Dada la claridad del supuesto, bien descrito en la sentencia analizada, interesa destacar, en el momento presente, la estricta continuidad que observa el alto tribunal respecto de la doctrina jurisprudencial establecida con carácter previo. En este sentido se invoca –y se reproduce fielmente- la sentencia 440/2015, de 28 de julio, en la que se destaca el carácter de negocio jurídico unilateral propio de la carta de patrocinio “fuerte”, por el cual “el patrocinador asume una obligación de resultado con el acreedor, o futuro acreedor, por el buen fin de las operaciones o instrumentos de financiación proyectados, de forma que garantiza su indemnidad patrimonial al respecto”. Tras suscribir este planteamiento de la mencionada sentencia, el fallo que nos ocupa advierte de la estrecha vinculación entre la emisión de la carta y la consecución de la financiación pretendida por la filial; en este sentido se indica, a modo de conclusión, que “las cartas de patrocinio, conforme a su función de garantía personal, fueron los instrumentos que las partes acordaron para garantizar, en su conjunto, la operación de refinanciación de la deuda de la patrocinada…que se llevó a cabo con la concesión del nuevo préstamo.
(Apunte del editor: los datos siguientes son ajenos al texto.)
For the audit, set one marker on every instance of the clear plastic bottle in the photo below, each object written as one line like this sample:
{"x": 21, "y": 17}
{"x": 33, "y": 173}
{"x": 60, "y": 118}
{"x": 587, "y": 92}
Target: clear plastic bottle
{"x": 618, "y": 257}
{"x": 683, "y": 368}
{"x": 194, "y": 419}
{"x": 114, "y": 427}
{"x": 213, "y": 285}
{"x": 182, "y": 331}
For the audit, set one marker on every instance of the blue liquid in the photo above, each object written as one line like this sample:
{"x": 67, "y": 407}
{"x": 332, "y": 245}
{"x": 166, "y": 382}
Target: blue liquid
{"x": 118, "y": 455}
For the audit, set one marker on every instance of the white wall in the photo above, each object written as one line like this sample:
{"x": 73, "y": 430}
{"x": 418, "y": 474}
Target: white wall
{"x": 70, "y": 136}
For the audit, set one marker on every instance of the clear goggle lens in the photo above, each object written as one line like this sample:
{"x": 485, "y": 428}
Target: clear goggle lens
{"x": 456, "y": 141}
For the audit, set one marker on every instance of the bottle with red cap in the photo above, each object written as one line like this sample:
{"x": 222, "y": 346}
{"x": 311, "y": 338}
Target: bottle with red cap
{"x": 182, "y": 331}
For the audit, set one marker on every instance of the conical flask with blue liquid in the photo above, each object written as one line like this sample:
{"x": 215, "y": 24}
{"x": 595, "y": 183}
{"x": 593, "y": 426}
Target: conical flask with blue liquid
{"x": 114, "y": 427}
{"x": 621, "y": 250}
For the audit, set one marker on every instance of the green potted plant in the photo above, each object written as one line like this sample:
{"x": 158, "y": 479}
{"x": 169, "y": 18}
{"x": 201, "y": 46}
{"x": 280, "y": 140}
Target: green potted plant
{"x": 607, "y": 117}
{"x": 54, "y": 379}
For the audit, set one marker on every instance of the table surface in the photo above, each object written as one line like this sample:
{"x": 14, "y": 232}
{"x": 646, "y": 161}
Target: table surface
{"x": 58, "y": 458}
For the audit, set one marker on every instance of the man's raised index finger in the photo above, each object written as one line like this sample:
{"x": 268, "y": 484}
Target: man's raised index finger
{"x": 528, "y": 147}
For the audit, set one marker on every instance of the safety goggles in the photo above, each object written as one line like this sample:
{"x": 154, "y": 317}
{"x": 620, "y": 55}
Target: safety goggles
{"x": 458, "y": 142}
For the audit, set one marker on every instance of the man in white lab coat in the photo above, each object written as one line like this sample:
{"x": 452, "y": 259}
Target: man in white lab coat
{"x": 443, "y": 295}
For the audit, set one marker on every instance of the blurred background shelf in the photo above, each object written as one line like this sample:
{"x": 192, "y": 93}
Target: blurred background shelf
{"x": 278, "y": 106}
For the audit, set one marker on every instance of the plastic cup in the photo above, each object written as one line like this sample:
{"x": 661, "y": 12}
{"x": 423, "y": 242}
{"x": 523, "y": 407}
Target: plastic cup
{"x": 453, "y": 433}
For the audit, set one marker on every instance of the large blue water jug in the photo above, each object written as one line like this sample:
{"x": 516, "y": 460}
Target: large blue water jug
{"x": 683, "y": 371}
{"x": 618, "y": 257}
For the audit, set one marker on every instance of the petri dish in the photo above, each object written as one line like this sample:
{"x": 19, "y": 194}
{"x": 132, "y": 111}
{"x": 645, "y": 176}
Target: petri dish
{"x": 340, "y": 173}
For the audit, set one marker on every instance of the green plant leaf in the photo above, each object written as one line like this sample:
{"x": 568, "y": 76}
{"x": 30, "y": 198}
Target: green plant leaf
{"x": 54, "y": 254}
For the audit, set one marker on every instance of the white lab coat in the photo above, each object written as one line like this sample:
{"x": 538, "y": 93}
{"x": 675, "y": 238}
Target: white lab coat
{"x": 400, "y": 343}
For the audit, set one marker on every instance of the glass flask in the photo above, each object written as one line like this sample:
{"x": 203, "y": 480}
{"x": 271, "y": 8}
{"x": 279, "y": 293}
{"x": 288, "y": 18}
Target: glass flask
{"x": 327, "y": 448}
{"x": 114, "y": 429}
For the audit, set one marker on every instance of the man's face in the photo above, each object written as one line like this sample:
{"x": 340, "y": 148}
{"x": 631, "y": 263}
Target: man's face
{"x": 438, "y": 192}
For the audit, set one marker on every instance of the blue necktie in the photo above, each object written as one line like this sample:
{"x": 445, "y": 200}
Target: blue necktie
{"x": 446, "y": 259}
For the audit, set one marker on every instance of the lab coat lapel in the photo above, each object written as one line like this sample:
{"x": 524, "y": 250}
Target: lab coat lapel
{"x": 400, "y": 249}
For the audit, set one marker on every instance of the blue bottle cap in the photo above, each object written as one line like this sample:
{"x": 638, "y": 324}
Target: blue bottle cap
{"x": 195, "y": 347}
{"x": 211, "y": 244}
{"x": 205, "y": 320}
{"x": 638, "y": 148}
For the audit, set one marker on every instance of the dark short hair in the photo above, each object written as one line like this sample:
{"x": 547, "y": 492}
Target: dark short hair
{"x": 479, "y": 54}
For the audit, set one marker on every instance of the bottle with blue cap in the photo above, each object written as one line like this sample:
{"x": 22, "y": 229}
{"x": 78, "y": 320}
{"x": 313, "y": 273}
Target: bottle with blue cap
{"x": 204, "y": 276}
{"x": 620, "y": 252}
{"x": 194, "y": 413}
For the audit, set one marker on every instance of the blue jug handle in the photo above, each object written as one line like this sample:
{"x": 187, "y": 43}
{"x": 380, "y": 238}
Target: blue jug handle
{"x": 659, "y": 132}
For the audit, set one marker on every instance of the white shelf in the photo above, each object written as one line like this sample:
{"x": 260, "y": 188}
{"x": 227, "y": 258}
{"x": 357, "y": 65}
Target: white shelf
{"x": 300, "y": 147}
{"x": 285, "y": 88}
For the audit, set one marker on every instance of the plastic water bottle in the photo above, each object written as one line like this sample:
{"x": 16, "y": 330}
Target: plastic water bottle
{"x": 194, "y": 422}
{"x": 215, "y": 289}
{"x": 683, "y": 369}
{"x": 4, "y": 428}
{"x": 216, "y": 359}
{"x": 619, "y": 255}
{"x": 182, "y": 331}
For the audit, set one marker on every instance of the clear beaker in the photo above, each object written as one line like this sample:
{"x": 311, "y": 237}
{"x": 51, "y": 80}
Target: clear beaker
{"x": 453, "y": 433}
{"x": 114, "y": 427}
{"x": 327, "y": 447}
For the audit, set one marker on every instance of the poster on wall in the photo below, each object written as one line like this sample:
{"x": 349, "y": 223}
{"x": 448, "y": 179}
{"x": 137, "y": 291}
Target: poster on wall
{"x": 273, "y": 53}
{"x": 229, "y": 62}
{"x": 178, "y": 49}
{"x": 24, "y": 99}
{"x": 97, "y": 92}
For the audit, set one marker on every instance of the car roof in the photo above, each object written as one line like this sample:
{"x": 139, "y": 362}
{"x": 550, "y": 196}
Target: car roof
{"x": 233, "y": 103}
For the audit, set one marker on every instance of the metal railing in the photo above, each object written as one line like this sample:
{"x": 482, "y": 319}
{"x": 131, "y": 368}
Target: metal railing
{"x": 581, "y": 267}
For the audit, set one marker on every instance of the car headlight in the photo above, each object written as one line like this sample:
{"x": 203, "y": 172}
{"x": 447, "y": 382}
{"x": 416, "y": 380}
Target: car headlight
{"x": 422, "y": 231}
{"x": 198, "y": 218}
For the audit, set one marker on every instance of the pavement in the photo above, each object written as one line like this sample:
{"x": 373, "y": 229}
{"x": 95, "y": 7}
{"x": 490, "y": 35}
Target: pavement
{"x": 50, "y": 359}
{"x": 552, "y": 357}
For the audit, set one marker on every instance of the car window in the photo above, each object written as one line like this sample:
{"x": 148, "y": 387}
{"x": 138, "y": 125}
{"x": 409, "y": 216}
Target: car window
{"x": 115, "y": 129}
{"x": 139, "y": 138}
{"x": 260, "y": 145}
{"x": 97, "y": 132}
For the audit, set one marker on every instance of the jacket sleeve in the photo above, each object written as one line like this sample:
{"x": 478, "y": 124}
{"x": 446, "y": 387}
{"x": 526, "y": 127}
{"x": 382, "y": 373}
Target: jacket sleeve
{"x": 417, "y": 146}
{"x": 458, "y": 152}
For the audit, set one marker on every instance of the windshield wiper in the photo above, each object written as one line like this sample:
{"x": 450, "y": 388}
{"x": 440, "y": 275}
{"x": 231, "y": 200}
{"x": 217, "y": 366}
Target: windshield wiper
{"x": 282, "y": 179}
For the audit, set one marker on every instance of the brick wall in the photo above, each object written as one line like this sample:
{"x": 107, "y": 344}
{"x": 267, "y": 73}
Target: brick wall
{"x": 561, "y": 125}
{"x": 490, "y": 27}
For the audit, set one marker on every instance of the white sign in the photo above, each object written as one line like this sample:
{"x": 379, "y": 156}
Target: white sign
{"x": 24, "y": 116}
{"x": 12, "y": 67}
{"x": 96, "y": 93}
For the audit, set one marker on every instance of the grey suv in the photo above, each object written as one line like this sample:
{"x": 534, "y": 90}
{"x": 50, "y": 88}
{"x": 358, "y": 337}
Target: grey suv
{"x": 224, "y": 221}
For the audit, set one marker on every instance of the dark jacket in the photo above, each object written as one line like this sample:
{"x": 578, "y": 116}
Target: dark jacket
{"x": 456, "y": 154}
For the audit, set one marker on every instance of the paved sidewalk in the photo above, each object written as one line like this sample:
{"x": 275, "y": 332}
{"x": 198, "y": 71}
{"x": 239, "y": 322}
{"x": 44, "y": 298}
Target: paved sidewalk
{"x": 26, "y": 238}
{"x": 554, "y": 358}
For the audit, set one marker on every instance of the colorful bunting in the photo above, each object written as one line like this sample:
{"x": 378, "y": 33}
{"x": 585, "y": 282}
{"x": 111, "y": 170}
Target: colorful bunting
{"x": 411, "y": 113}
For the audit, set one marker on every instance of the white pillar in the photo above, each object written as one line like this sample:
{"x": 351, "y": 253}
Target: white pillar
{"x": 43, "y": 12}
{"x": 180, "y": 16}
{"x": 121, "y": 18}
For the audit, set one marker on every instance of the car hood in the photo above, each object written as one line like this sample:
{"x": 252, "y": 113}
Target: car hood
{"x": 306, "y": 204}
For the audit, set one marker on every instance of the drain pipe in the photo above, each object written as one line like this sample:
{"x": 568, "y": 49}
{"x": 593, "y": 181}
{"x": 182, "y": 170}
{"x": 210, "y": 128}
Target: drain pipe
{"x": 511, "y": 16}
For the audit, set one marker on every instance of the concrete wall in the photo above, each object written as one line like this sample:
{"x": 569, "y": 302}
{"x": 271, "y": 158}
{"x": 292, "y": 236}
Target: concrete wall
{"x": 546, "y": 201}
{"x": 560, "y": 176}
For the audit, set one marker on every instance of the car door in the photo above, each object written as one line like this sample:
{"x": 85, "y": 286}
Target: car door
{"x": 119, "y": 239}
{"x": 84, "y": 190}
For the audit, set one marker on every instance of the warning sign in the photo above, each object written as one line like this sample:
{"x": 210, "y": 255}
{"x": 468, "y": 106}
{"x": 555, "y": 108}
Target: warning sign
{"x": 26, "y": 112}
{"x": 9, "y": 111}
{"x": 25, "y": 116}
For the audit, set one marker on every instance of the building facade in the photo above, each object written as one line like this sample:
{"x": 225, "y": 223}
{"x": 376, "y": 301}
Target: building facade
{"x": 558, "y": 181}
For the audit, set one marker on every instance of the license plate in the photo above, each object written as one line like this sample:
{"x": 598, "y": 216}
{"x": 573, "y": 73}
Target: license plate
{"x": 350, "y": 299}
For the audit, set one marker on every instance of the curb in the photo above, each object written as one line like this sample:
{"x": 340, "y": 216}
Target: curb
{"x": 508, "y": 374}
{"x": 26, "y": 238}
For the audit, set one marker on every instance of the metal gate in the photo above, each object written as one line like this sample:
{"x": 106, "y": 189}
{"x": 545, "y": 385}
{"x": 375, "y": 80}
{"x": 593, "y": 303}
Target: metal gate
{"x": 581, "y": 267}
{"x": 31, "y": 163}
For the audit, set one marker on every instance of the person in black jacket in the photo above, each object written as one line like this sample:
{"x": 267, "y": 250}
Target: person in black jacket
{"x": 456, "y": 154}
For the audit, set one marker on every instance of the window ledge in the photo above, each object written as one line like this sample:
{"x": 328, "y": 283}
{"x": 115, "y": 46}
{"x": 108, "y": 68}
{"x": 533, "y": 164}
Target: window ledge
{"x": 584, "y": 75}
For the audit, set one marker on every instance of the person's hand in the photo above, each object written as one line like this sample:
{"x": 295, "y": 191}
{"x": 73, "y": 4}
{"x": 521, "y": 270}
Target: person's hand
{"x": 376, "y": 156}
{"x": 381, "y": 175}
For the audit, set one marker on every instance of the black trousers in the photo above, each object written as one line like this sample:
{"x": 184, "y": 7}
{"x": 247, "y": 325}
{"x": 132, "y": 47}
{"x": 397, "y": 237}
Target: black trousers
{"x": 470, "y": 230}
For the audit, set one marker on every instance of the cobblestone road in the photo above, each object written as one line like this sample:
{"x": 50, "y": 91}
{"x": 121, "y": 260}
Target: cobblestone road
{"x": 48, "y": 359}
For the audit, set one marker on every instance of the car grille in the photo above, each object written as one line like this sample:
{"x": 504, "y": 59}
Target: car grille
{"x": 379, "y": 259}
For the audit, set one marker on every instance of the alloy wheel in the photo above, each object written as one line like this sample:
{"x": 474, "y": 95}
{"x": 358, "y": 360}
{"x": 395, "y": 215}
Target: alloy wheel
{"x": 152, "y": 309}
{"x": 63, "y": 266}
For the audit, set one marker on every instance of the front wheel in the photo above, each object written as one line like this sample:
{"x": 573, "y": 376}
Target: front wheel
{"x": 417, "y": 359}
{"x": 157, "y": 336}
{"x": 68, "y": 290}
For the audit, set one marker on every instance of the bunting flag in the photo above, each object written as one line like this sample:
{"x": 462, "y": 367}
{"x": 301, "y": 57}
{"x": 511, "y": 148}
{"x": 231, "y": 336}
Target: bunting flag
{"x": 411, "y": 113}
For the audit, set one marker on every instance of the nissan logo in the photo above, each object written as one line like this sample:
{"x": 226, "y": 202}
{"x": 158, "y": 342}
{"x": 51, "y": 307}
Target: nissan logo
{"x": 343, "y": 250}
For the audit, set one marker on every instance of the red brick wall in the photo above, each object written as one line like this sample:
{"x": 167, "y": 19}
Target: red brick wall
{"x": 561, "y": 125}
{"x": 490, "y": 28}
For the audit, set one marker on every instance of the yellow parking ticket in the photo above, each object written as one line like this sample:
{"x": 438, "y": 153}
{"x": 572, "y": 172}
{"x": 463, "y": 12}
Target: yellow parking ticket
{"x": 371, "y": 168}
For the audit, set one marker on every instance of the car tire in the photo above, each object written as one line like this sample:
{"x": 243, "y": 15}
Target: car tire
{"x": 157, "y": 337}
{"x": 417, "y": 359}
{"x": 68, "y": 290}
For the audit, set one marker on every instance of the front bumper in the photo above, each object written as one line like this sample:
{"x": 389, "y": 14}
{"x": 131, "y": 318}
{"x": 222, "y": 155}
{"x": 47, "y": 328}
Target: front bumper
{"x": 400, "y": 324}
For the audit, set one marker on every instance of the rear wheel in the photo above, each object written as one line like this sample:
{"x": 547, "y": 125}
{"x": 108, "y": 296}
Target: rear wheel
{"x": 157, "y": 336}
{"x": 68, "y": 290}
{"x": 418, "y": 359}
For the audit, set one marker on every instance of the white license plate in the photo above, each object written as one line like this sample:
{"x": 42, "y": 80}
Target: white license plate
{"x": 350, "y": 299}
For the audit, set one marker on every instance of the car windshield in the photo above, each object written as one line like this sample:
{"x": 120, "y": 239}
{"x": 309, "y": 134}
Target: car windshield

De ahí, el carácter determinante de las cartas sobre la operación crediticia considerada en su unidad y, en consecuencia, el compromiso de las patrocinadoras de cara a garantizar el buen fin de la operación para el acreedor”.
Nada hay que decir sobre esta conclusión, completamente razonable, dadas las características del supuesto de hecho, que viene a reforzar, por si hiciera falta, la doctrina jurisprudencial nítidamente expuesta en fallos anteriores por el Tribunal Supremo. Como ya he señalado, se advierten en la resolución analizada los dos planos característicos de nuestra institución, con notoria prioridad, eso sí, para el derivado del vínculo jurídico establecido en las cartas. Sorprende, eso sí, la persistencia procesal de las sociedades patrocinadoras, alegando, al margen de toda lógica, la ausencia de valor jurídico de las mismas por limitarse a contener meras recomendaciones (¡). Y eso, a pesar de que, además de las muchas afirmaciones derechamente contrarias a dicho calificativo, antes expuestas, se alude en las cartas con frecuencia a la sociedad patrocinada como “nuestra filial”. Cuanto tiempo perdido… sin perjuicio de confirmar, una vez más, la indudable ubicuidad del grupo, a la que aludí en un commendario anterior, dentro de la realidad empresarial de nuestros días.